COPD still affects treatment received after heart attack

By Lauretta Ihonor

Patients with chronic obstructive pulmonary disease (COPD) receive less aggressive treatment after hospitalization for acute myocardial infarction (AMI) than those without the lung condition, US study results show.

Mihaela Stefan, from Baystate Medical Center in Springfield, Massachusetts, and colleagues say that COPD patients also had a higher risk for death during hospitalization and at 30 days after discharge.

The authors comment: "Although the use of therapies recommended per current guidelines increased in all patients hospitalized with AMI during the 10 years under study, and the gap in care quality between patients with and without COPD closed substantially, differences in treatment persist, and the outcomes of patients with AMI and underlying COPD did not improve."

The study consisted of 6290 patients with a mean age of 71 years who were admitted to hospital with AMI and was conducted between 1997 and 2007.

In all, 1080 patients had COPD and 5210 did not.

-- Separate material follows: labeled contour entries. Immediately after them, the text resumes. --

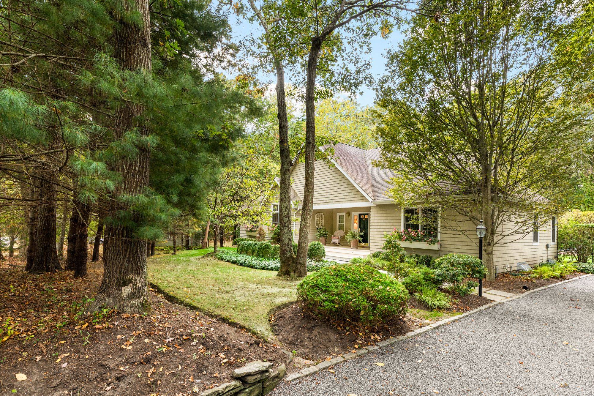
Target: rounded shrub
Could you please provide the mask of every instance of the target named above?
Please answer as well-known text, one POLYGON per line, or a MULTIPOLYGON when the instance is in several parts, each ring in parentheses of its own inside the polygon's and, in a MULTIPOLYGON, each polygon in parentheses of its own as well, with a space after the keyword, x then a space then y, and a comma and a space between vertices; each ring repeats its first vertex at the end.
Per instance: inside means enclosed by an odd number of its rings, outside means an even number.
POLYGON ((304 309, 320 319, 366 326, 402 318, 408 298, 402 284, 360 264, 322 268, 298 285, 297 296, 304 309))
POLYGON ((307 248, 307 256, 314 261, 321 261, 326 256, 326 250, 321 243, 312 242, 307 248))

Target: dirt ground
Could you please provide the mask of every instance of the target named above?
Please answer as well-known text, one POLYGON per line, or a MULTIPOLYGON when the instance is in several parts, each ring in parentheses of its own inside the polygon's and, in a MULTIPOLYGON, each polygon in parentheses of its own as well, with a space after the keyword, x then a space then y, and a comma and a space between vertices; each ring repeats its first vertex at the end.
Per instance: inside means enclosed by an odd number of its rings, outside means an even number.
POLYGON ((279 347, 152 290, 149 315, 86 315, 81 301, 96 291, 101 264, 90 263, 77 279, 71 272, 27 275, 22 264, 0 263, 1 394, 189 395, 250 360, 289 360, 279 347))
POLYGON ((309 360, 334 357, 418 328, 406 320, 372 331, 352 323, 325 323, 305 314, 297 303, 271 315, 270 325, 285 349, 309 360))
POLYGON ((567 278, 563 279, 557 279, 550 278, 549 279, 535 279, 528 276, 520 276, 513 275, 509 274, 500 274, 497 275, 494 281, 483 281, 483 290, 495 289, 501 291, 507 291, 510 293, 523 293, 528 290, 547 286, 554 283, 557 283, 565 279, 571 279, 576 276, 580 276, 583 274, 579 272, 574 272, 567 278))

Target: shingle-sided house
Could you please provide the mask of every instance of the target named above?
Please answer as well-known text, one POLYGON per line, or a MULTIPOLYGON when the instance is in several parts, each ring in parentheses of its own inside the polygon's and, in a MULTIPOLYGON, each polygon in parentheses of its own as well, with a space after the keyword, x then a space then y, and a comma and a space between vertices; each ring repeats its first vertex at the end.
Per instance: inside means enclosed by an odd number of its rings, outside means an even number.
MULTIPOLYGON (((363 240, 357 250, 341 240, 340 246, 327 243, 326 257, 347 261, 355 256, 366 256, 381 250, 384 233, 412 228, 434 232, 438 243, 402 242, 409 253, 443 256, 451 253, 478 255, 478 238, 475 226, 469 219, 453 210, 422 205, 401 208, 387 195, 393 171, 374 166, 380 159, 380 149, 364 150, 343 143, 334 147, 334 155, 327 161, 315 162, 313 218, 309 228, 309 240, 315 238, 317 228, 326 227, 330 234, 337 230, 345 232, 359 228, 363 240), (414 220, 413 220, 414 219, 414 220), (420 224, 419 224, 420 223, 420 224), (451 224, 455 224, 455 227, 451 224), (444 227, 446 226, 446 227, 444 227), (446 231, 456 229, 456 231, 446 231)), ((305 164, 298 162, 291 169, 291 200, 295 207, 294 218, 301 216, 301 199, 304 189, 305 164)), ((278 195, 270 205, 271 219, 278 223, 278 195)), ((494 248, 495 265, 498 272, 510 271, 520 263, 534 265, 556 258, 556 218, 527 235, 511 234, 505 238, 508 243, 494 248)), ((293 223, 295 240, 298 238, 299 222, 293 223)), ((512 229, 510 226, 510 229, 512 229)), ((502 232, 503 234, 503 232, 502 232)), ((241 228, 241 237, 254 235, 241 228)))

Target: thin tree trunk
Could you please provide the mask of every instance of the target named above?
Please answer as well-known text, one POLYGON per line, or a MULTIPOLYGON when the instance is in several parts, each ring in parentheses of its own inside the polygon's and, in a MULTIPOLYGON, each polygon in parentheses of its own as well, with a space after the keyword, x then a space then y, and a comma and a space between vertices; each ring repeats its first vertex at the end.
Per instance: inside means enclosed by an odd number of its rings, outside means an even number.
POLYGON ((68 201, 64 203, 64 207, 62 212, 62 219, 60 222, 60 237, 58 240, 58 244, 56 248, 58 249, 58 257, 62 260, 64 258, 64 237, 66 236, 66 224, 68 219, 68 201))
POLYGON ((33 265, 33 257, 35 255, 35 236, 37 235, 37 213, 39 203, 34 200, 39 195, 35 187, 34 179, 29 191, 29 199, 31 200, 32 206, 29 209, 29 217, 27 221, 27 234, 29 241, 27 244, 27 264, 25 271, 29 272, 33 265))
POLYGON ((99 220, 99 224, 97 226, 97 232, 95 234, 95 240, 93 244, 93 257, 91 261, 93 262, 99 260, 99 248, 101 246, 101 238, 103 234, 103 220, 99 220))
POLYGON ((56 250, 56 187, 57 180, 50 171, 39 180, 37 230, 30 274, 54 272, 60 269, 56 250))
POLYGON ((16 235, 14 234, 10 234, 10 243, 8 244, 8 257, 14 257, 14 239, 16 235))
POLYGON ((210 221, 206 222, 206 229, 204 230, 204 236, 202 239, 202 246, 201 247, 206 249, 208 246, 208 231, 210 229, 210 221))
MULTIPOLYGON (((114 33, 113 55, 121 68, 134 72, 151 73, 150 16, 148 0, 116 2, 115 15, 119 26, 114 33), (133 20, 128 17, 136 14, 133 20)), ((142 136, 150 131, 144 106, 132 102, 121 103, 115 112, 113 135, 117 140, 125 132, 135 128, 142 136)), ((146 241, 138 239, 134 230, 118 221, 120 210, 130 207, 117 199, 121 194, 141 194, 148 185, 150 151, 148 146, 139 144, 133 158, 123 157, 115 162, 113 170, 122 177, 112 201, 110 217, 113 222, 106 227, 107 250, 103 253, 105 271, 99 293, 90 307, 97 310, 102 306, 117 307, 121 311, 144 313, 151 310, 147 276, 146 241)), ((140 222, 142 215, 132 212, 131 219, 140 222)))

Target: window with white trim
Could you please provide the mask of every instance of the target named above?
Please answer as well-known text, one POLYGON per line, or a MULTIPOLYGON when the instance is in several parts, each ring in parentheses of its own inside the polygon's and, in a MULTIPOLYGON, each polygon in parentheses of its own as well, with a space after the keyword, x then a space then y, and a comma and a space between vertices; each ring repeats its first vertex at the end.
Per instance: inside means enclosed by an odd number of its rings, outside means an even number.
POLYGON ((557 216, 553 216, 551 219, 551 241, 557 242, 557 216))
POLYGON ((345 213, 336 213, 336 230, 345 231, 345 213))
POLYGON ((437 237, 439 231, 439 210, 435 208, 406 208, 404 215, 403 228, 431 232, 437 237))
POLYGON ((538 243, 538 215, 535 215, 532 220, 532 243, 538 243))

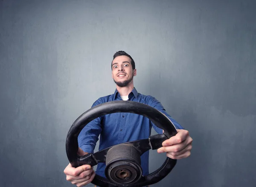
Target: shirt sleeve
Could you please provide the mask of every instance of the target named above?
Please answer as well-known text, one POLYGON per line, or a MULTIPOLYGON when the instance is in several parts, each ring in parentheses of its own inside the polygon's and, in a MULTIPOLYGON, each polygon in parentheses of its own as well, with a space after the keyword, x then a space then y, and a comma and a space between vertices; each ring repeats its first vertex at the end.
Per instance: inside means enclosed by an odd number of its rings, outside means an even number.
MULTIPOLYGON (((98 99, 92 106, 92 108, 101 104, 98 99)), ((78 145, 87 153, 93 153, 96 143, 99 140, 99 136, 102 131, 102 116, 99 117, 88 123, 81 130, 78 136, 78 145)))
MULTIPOLYGON (((154 107, 154 108, 157 109, 160 112, 164 113, 172 122, 174 126, 177 129, 184 129, 181 125, 180 125, 175 119, 172 118, 171 116, 170 116, 166 111, 161 103, 158 101, 156 98, 154 97, 152 97, 151 99, 148 101, 148 105, 154 107)), ((160 128, 157 127, 153 123, 151 122, 151 125, 153 126, 153 128, 155 130, 158 134, 163 133, 163 130, 160 128)))

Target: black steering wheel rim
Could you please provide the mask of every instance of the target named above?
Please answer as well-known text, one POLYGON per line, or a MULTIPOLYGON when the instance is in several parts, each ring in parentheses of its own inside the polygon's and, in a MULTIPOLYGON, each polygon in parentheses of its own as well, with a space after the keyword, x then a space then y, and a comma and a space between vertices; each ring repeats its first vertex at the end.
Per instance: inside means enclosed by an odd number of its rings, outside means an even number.
MULTIPOLYGON (((130 101, 115 101, 104 103, 93 107, 83 113, 74 122, 70 129, 67 137, 66 150, 68 159, 72 167, 76 167, 80 165, 78 159, 79 156, 77 155, 78 150, 77 138, 84 127, 91 121, 100 116, 119 112, 134 113, 147 117, 157 127, 164 130, 163 136, 165 136, 166 139, 177 133, 174 125, 165 115, 147 105, 130 101)), ((93 156, 93 154, 92 155, 93 156)), ((92 183, 99 186, 109 187, 138 187, 152 184, 165 177, 175 166, 176 162, 176 160, 167 157, 164 163, 158 169, 143 176, 143 180, 141 181, 132 185, 120 186, 98 175, 96 175, 92 183)), ((97 164, 97 163, 94 165, 90 163, 88 164, 93 166, 97 164)))

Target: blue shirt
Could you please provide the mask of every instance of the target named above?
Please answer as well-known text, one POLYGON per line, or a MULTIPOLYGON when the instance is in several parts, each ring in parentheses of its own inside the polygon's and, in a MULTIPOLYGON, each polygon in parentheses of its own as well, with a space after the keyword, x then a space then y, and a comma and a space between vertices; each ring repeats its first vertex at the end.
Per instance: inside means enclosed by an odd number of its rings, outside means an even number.
MULTIPOLYGON (((151 96, 138 93, 135 88, 129 94, 128 100, 148 105, 164 113, 172 122, 177 129, 183 129, 166 111, 160 102, 151 96)), ((114 94, 99 98, 92 107, 102 103, 122 100, 117 90, 114 94)), ((93 153, 96 142, 100 134, 99 150, 127 142, 148 139, 153 127, 156 131, 163 133, 163 130, 155 125, 147 117, 128 113, 118 113, 102 116, 89 123, 82 130, 78 136, 79 146, 84 151, 93 153)), ((149 151, 141 156, 141 167, 144 176, 148 173, 149 151)), ((98 164, 96 173, 105 177, 105 163, 98 164)))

As reported in Chest, COPD patients were older than non-COPD patients, and were more likely to have a history of other cardiovascular conditions, including angina, heart failure (HF), hypertension, stroke, and diabetes. Patients with COPD were 56% less likely to be treated with beta blockers than those without COPD, 30% less likely to be treated with lipid-lowering medication, and 44% less likely to have undergone cardiac catheterization. They were also less likely to have undergone percutaneous coronary intervention and coronary artery bypass graft surgery during their index hospitalization, and more likely to have been prescribed calcium channel blockers.

Among the study group, inpatient death was more common among COPD patients than non-COPD patients, at respective rates of 13.5% and 10.1%. The same trend was seen during the 30-day period after discharge, with respective death rates of 18.7% and 13.2%.

Adjustment for multiple confounding factors, such as smoking and medication use, revealed that the presence of COPD raised the risk for inpatient death and 30-day postdischarge death in AMI patients by 25.0% and 31.0%, respectively.

Other cardiac conditions associated with poor outcomes after AMI were found to occur more frequently among COPD patients than COPD-free patients.

Specifically, atrial fibrillation was observed in 24.3% of COPD patients and 18.2% of non-COPD patients, while HF occurred in 52.5% and 34.8%, respectively.

Median length of hospital stay was 1 day longer for COPD patients than for non-COPD patients.

"The use of evidence-based therapies for all patients with AMI increased between 1997 and 2007," but this change did not affect clinical outcomes, say Stefan et al.

They therefore conclude that "careful consideration is necessary to treat established cardiovascular risk factors and optimize cardiac therapies in patients with COPD."